Más afortunada me parece la desmesura imaginativa del vestuario, también firmado por Sebastián. ¿Será inconsciente su concatenación de guiños, que hacen más llevadero este tabique colosal?

Aún no sé si considerarlos acertados, pero es un hecho que más de una comadre va a fusilarse el modelito de la princesa Coyuva, que parece sacado de una película de rumberas de Juan Orol, y yo ya me apunté para piratearle el trajecito "como de Nefertiti tropical" (Angellina Chávez dix it) que le diseñó al gobernador Cuninjángari para estrenármelo en la próxima marcha del Gay Pride, y ni qué decir de los híbridos de caramelo con uniforme de Sanborns que portaron los indios tarascos.

Sumemos al acartonado marcaje escénico de José Solé el oximorum justiciero al insufrible texto -por ingenuo, tradicionalista y evangelizador, muy a tono con estos tiempos yunquistas- de Manuel Muñoz que resulta la atropellada, rudimentaria e igualmente ingenua coreografía elaborada por Marco Antonio Silva para esta exhumación de Tata Vasco.
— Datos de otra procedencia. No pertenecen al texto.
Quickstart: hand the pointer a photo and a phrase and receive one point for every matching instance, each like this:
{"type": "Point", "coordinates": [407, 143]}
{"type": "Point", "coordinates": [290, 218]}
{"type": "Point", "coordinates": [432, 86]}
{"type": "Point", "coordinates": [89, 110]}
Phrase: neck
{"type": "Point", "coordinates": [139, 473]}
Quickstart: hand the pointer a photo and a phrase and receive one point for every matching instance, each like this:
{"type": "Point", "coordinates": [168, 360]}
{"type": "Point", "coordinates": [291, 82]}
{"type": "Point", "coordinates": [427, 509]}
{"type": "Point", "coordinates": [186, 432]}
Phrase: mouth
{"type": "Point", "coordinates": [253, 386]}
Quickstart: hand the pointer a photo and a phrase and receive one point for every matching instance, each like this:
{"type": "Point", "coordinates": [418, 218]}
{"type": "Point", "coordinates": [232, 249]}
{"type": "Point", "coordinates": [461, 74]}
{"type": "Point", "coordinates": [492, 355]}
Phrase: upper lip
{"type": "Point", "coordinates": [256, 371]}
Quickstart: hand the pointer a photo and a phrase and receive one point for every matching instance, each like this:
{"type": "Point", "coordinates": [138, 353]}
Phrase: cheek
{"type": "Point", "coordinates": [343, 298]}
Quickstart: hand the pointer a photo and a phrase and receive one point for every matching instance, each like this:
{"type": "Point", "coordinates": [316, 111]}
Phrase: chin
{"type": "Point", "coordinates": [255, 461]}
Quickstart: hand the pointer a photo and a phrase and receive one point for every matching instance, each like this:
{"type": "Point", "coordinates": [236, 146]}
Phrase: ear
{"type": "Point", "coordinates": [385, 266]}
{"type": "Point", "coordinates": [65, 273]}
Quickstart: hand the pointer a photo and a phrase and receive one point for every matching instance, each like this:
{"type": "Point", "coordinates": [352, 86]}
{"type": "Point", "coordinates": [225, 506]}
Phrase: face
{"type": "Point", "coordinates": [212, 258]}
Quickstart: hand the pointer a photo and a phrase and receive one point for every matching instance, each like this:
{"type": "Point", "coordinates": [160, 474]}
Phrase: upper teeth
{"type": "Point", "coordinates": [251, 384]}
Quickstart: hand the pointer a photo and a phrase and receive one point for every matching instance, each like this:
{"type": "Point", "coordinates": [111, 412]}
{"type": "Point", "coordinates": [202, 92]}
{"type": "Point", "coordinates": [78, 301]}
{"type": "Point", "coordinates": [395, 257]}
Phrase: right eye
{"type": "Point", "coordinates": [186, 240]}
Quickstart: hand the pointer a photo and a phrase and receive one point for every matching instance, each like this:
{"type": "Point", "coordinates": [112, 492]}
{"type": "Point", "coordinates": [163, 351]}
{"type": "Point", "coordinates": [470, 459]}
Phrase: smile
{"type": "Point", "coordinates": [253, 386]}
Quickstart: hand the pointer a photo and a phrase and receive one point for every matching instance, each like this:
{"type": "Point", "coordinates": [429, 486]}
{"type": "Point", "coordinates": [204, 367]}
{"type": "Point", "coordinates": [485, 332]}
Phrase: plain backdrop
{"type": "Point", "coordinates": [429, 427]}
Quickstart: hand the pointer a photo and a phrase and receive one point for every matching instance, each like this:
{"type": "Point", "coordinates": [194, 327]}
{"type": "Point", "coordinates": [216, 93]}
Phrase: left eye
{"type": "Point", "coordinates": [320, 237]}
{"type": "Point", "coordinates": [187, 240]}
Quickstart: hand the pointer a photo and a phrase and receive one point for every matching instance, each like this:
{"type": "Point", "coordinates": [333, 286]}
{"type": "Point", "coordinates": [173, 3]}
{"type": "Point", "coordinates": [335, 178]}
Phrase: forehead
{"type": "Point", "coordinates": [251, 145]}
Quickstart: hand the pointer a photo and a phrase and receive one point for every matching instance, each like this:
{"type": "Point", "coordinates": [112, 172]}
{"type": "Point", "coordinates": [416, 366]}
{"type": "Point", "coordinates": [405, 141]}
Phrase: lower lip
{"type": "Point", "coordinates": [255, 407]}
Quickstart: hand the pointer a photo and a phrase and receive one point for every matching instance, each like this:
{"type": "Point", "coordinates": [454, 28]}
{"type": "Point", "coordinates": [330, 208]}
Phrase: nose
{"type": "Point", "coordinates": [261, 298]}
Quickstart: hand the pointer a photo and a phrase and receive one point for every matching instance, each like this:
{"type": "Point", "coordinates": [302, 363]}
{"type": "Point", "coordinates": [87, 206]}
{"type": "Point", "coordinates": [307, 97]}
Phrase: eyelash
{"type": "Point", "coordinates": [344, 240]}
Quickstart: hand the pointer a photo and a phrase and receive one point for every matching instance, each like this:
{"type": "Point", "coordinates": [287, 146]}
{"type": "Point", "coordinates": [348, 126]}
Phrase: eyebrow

En tres palabras: de risa loca.

En lo musical, varios son los compositores cuya sombra se vislumbra en la "ínclita destreza reaccionaria" que permea esta obra: desde Paul Dukas (con El aprendiz de brujo) hasta Tchaikovsky, cuyas danzas características del segundo acto de El cascanueces aparecen torpemente remedadas en el cuarto cuadro de esta partitura, cuyo mayor tropiezo reside en la densa orquestación que ahoga a los cantantes.

Salvo Jesús Suaste, que volvió a dar su voz profunda, pastosa y resonante al protagónico al igual que lo hiciera hace 14 años -última vez que Tata Vasco fuera presentado en Bellas Artes-, puede decirse que el resto del elenco vocal naufragó en el intento:

Violeta Dávalos volvió al rol de Coyuve. Poco se le oyó y no es exagerado decir que ni ella es la soprano dramática que dicho papel requiere, ni mucho menos Néstor López se acerca a la tesitura de Heldentenor que precisa el príncipe Ticátame. Tampoco se le oyó.

Creo que el Alabado entonado por Belem Rodríguez y el Coro durante el tercer cuadro fue de lo mejorcito; con todo y lo mucho que les aplaudieran sus parientes, la endeble emisión de los niños solistas está más cercana a la conmiseración que a la simpatía.

Fallida como ópera y más aún como drama sinfónico (he ahí el desastre), Tata Vasco ha corrido mejor suerte con esta reposición. La afirmación vertida en 1992 por Eduardo Contreras Soto de que "sus limitaciones superan sus ambiciones" sigue siendo tan válida, como exitoso estoy seguro que sería el venderla como espectáculo para esos turistas que buscan coloridas postales de inditos y coreografías como de propedéutico de Amalia Hernández.